College Students and Drinking

College Students and Drinking

College students alert, recent graduates alert: What do you think of the observations and conclusions by Thomas Rogers as summarized below?

A recent article at Salon by Thomas Rogers sketches recent research on why college students like to get wasted. The research acknowledges the social impact of drinking and the long term impacts of addiction, but this study wants to know why college students seem to want and like getting drunk. The sketch presents some interesting ideas… including some suggestions for college students on how to help their drinking friends.

Thomas Rogers says: “In retrospect, all of this sounds both obnoxious and exhausting, but when I was 18 years old, drinking held a real, magical appeal. When drunk, I would feel socially skilled, and wonderfully impulsive, and far more fun than I’d ever been before. I was drawn to alcohol because it allowed me to escape my natural shyness and bond with people I barely even knew.

It’s those kinds of positive experiences that fascinate Thomas Vander Ven, an associate professor in the department of sociology at Ohio University. In his new book, Getting Wasted: Why College Students Drink Too Much and Party So Hard, he aims to uncover not the dangers of college drinking, but what attracts  students to alcohol in the first place. And booze, he finds, not only helps young students alleviate their social anxiety, it helps them grow close friendships, and find romantic love. By taking care of other drinkers when they’re feeling ill, he argues, many student drinkers also get their first taste of adult responsibility, findings that have major implications for the ways in which we think about alcohol.”…

Talking to my respondents, one of the things that struck me was how many students talk about being shy or feeling unprepared for social situations and that alcohol is a resource for them to let their guard down. One of my respondents told me that “alcohol takes a few bricks out of the wall.” Mine is not a nationally representative survey, and a lot of my findings should generate hypothesis for larger-scale research, but if you take my informants at their word, there are a lot of shy people with some social phobias, and alcohol helps them to, as some of them describe it, let “the real me come out.”

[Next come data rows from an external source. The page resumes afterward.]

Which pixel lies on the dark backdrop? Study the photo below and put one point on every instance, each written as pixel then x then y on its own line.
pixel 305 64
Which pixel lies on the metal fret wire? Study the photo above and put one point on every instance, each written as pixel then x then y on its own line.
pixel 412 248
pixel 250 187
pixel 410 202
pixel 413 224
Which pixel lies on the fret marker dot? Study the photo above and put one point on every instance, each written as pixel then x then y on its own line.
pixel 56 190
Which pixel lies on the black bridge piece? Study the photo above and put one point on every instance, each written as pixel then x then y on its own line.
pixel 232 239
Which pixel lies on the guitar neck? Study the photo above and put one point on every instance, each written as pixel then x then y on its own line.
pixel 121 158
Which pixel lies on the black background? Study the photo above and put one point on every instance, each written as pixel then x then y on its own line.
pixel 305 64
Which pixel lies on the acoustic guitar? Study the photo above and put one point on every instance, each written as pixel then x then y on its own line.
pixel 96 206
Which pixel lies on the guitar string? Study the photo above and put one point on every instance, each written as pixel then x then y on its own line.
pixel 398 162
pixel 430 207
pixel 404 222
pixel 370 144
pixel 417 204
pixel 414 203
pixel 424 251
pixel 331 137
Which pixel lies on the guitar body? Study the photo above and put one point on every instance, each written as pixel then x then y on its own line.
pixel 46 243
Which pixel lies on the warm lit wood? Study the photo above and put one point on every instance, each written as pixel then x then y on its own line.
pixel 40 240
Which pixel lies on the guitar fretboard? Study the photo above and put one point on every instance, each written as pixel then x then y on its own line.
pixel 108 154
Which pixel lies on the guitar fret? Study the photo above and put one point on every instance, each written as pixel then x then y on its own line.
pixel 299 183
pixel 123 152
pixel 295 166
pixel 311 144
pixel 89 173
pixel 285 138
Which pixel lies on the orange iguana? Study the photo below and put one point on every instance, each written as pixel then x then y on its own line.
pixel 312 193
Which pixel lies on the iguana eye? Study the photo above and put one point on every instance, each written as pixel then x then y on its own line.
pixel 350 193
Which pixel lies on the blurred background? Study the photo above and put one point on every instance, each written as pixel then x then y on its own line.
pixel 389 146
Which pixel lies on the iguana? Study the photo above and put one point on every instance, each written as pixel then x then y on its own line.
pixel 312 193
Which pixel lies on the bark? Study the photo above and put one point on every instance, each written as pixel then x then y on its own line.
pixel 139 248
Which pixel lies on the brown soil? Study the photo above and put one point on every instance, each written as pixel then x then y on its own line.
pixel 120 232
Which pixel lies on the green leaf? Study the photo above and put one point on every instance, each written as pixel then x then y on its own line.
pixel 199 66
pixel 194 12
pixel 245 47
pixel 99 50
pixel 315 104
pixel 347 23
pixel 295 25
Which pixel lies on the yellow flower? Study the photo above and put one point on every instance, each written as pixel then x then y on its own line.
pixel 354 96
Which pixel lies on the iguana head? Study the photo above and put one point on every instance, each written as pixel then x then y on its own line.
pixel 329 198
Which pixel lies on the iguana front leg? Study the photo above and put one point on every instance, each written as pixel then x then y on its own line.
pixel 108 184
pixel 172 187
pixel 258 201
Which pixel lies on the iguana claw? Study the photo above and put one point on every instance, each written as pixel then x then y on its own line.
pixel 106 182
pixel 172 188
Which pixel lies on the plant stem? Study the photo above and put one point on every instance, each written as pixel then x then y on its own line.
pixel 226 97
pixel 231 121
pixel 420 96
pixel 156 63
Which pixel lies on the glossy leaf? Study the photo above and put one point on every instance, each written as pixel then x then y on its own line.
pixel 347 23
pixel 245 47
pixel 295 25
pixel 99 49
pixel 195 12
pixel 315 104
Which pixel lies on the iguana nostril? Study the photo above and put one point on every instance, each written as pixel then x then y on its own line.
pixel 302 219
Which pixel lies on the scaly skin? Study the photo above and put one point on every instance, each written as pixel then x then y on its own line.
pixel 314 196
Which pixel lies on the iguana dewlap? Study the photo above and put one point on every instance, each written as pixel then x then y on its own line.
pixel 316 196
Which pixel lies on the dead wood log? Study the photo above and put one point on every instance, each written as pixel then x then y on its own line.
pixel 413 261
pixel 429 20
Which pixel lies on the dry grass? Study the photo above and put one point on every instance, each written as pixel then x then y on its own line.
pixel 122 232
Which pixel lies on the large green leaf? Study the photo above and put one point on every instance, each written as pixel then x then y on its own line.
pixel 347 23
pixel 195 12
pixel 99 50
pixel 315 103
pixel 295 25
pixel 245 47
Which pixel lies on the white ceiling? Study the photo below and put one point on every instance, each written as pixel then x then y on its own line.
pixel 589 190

They’re more likely to say and do things [when they drink] that they normally wouldn’t do — show affection to their peers, get angry at them, get more emboldened to sing and dance and take risks and act crazy and there’s a ton of laughing that goes on. It creates this world of adventure. It creates war stories. It creates bonding rituals. When things go wrong — the getting sick, the getting arrested, the getting upset — it gives them an opportunity to care for one another, to deliver social support. So you’ve got young adults who, for the first time, are taking care of a sick person, staying up all night with them, consoling them when they’re upset. It’s an opportunity for them to try on adult roles….

In that case, how do you think we can actually improve our college drinking culture?

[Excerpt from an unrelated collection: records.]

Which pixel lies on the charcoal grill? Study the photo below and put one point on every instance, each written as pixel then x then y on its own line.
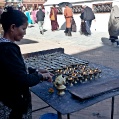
pixel 74 100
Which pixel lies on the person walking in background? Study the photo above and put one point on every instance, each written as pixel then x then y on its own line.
pixel 68 14
pixel 53 18
pixel 87 16
pixel 27 13
pixel 14 91
pixel 40 15
pixel 33 14
pixel 43 8
pixel 113 24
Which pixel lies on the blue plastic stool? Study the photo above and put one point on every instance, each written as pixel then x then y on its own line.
pixel 49 116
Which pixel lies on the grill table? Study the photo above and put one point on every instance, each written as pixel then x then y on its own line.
pixel 68 103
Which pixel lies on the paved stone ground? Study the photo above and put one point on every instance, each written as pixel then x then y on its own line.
pixel 95 48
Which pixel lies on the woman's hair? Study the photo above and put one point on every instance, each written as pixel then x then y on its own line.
pixel 11 16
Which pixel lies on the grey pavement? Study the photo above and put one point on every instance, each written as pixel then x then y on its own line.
pixel 95 48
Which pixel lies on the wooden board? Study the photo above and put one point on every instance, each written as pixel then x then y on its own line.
pixel 94 90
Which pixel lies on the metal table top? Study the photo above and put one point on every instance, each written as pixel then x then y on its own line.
pixel 68 103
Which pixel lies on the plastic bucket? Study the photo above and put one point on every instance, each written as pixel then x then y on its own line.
pixel 49 116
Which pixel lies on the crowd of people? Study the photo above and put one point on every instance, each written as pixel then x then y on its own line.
pixel 37 15
pixel 14 91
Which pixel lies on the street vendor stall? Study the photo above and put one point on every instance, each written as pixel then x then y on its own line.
pixel 101 9
pixel 77 84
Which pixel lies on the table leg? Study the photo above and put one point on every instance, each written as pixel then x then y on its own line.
pixel 68 116
pixel 59 115
pixel 112 108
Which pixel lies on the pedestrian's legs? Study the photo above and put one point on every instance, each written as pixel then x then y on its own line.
pixel 40 26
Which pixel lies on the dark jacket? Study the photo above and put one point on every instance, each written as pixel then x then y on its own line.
pixel 40 15
pixel 15 81
pixel 87 14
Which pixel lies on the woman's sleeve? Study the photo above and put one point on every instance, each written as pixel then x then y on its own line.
pixel 16 68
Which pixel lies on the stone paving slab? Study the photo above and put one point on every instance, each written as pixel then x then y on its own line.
pixel 95 48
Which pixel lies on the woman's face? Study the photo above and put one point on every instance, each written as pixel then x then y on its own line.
pixel 19 32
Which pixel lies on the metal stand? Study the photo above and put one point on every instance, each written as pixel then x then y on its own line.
pixel 112 108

If you talk to university administrators and health promotion specialists at universities around the nation they will often say they have reduced heavy drinking at their college. I don’t want to say it’s been worthless, but the rates of drinking have remained pretty constant — around 44 percent of college students are binge drinkers. So what can we do to make it a safer enterprise? One of the things we can do is educate and train students to be better bystanders. Effective bystanders notice that something is wrong. They recognize that there’s something that needs to be attended to, and they feel responsible enough to help.

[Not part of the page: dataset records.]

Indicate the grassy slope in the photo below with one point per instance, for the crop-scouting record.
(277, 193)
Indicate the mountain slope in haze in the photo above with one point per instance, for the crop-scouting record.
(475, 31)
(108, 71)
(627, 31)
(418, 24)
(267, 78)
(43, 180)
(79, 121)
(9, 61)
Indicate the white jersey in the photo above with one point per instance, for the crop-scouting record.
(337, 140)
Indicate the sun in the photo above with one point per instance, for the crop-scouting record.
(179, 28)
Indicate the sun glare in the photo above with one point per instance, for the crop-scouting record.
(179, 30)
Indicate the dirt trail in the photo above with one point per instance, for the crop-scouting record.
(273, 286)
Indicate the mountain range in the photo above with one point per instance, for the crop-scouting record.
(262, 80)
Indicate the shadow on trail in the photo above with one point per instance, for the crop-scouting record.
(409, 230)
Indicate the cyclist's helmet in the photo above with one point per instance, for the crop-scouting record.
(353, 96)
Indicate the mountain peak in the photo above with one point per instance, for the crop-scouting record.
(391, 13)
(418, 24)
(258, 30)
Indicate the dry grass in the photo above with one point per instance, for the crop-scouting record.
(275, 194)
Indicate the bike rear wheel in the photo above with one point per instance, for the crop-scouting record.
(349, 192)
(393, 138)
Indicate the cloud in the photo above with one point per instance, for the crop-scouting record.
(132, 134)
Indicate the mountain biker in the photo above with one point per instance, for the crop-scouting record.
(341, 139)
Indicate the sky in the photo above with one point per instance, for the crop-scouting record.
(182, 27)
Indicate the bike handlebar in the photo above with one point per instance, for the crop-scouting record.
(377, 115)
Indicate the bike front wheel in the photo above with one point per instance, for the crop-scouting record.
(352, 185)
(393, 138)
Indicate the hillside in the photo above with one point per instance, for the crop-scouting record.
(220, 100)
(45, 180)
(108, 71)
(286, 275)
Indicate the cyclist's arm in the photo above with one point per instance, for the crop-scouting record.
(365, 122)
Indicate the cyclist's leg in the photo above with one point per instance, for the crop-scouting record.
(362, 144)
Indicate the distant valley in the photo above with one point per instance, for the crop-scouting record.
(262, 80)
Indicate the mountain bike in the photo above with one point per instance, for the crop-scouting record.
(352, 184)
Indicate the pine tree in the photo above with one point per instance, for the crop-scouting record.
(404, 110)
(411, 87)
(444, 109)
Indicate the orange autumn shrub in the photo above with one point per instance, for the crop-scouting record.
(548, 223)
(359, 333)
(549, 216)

One of the things that worries me about the college drinking scene is the high level of sexual victimization. So why not tell first-year students to take care of their friends, look out for them, don’t let them get in situations with a high potential for sexual victimization. Notice the signs of dangerous intoxication. It’s a simple thing — if your friend is really passed out drunk and unresponsive, don’t put him to bed, call 911. And we should train students to not only respond to tragedy or potential tragedy, but to exert pressure on one another when their friends are drinking more than they should. If your friend’s really intoxicated and they think they need more shots, it’s your job as a friend to tell them that it’s not a good idea.